N'ont pas applaudi :
Agnès, Joëlle, Muriel, Nelly, Patricia, Sophie

- J'ai envie de lire des histoires, pas un essai. C'est trop technique. Ça me déçoit, ça me gave, ça me saoule. Ça me barbe ! C'est rasoir. Ce ton professoral, merci. Ces tas de mots savants, pschitt ! Ça manque de définitions. C'est prétentieux. Et ce côté d'entre-soi ! Élitiste ! Une tête à claque.
- Nous avons toutes choisi ce livre, nous aurions dû être prudentes. J'ai choisi le film, mais une fois installée, j'ai eu l'impression de m'être trompée de salle...
- On ne s'amuse pas en dépit des efforts de l'autrice. Son humour tombe à plat.
- La partie politique, on comprend rien. La sémiologie, c'est tiré par les cheveux.
- J'ai tout lu, mais je n'en pouvais plus.
- Elle avoue que ses livres ne passent même pas le test de Bechdel. Et que d'évidences sur le féminisme. Un féminisme de base, quoi ! Coffin dit la même chose et de façon plus percutante.
- La critique du Monde dit plein de choses positives, mais les flèches critiques sont cruelles et approuvées par Lirelles...
- J'aimerais quand même lire un de ses romans.

Ont sauvé le livre et pour certaines avec enthousiasme : Brigitte, Claire, Ingrid, Laetitia, Sandra

- Comme les deux livres que nous venons de lire, d'Uribe et Levy, Zeniter nous propose un genre littéraire qui n'est pas classique, et cela fait partie de la démarche créative, innovante. Au fait, la conférence-spectacle est un genre théâtral qui se développe.
- Elle déroule une réflexion sur la fiction très intéressante qu'elle articule au féminisme, le tout avec un ton original.
- Le texte est enlevé, l'humour relance l'attention. Les exemples rigolos contrebalancent les idées, tout en les appuyant. Il n'y a pas d'esprit de sérieux, on passe d'un domaine à un autre. Les schémas sont assez marrants. Et le jeu avec les notes en bas de page !
- Ça m'a fait réviser mes études de lettres, dit l'une, alors que d'autres ont aimé sans avoir du tout fait d'études de lettres.
- La construction est élaborée, circulaire.
- Comme dans les trois autres livres que nous avons lus, le féminisme est bien présent. Elle aussi est en phase avec Lirelles !

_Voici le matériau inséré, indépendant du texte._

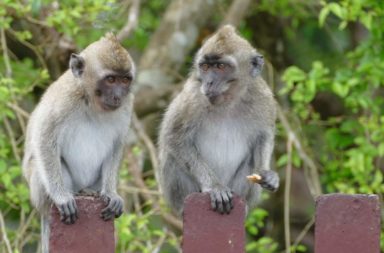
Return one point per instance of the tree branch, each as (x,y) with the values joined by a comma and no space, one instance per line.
(131,21)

Avis rédigés par les lointaines

Ingrid
Je viens de finir la lecture du livre d'Alice ZENITER et j'ai adoré ! Je l'ai dévoré et n'ai levé la tête qu'à la fin. Je l'ai trouvé drôle et très instructif - j'ai découvert des réflexions auxquelles je n'avais jamais pensé. Je pense le relire afin de prendre de la hauteur sur certaines analyses.
Cela m'a donné envie de découvrir cette autrice et ses romans. Une amie m'a d'ailleurs parlé d'une émission d'Arte radio où elle était invitée pour parler de son processus d'écriture.
Par ailleurs, j'ai remarqué que parler avec enthousiasme de ce livre pouvait avoir un rôle de séduction, donc je conseille sans hésiter...

Sandra
Je connaissais Alice Zeniter seulement de nom notamment par la médiatisation de ses précédents ouvrages, mais cela ne m'avait pas donné envie de les lire. Donc celui-ci fut le premier. Je n'avais pas lu de résumé ni de critiques, donc je ne savais pas à quoi m'attendre.

D'emblée je vais commercer par la forme, car je l'ai appréciée.
Texte court, vif, percutant, j'ai aimé les intrusions de l'auteure dans ses différentes démonstrations, elles ne les perturbent pas, au contraire, elle y apporte des exemples concrets et de l'humour. Son autodérision fait sourire et n'apporte pas de lourdeur au propos. Son style d'écriture apporte du dynamisme, ainsi je n'ai eu envie de lâcher l'ouvrage.

Sur le fond à présent.
Nous pourrions dire que cet ouvrage est un petit essai, un plaidoyer pour l'importance du récit (non seulement dans les œuvres de fiction mais également dans nos vies quotidiennes). En effet, comme elle le dit à plusieurs reprises, le récit, la narration a divers pouvoirs, dont celui de nous faire traverser et connaître des mondes différents, ainsi de nous apporter des sentiments, du vécu, que nous ne vivons pas réellement.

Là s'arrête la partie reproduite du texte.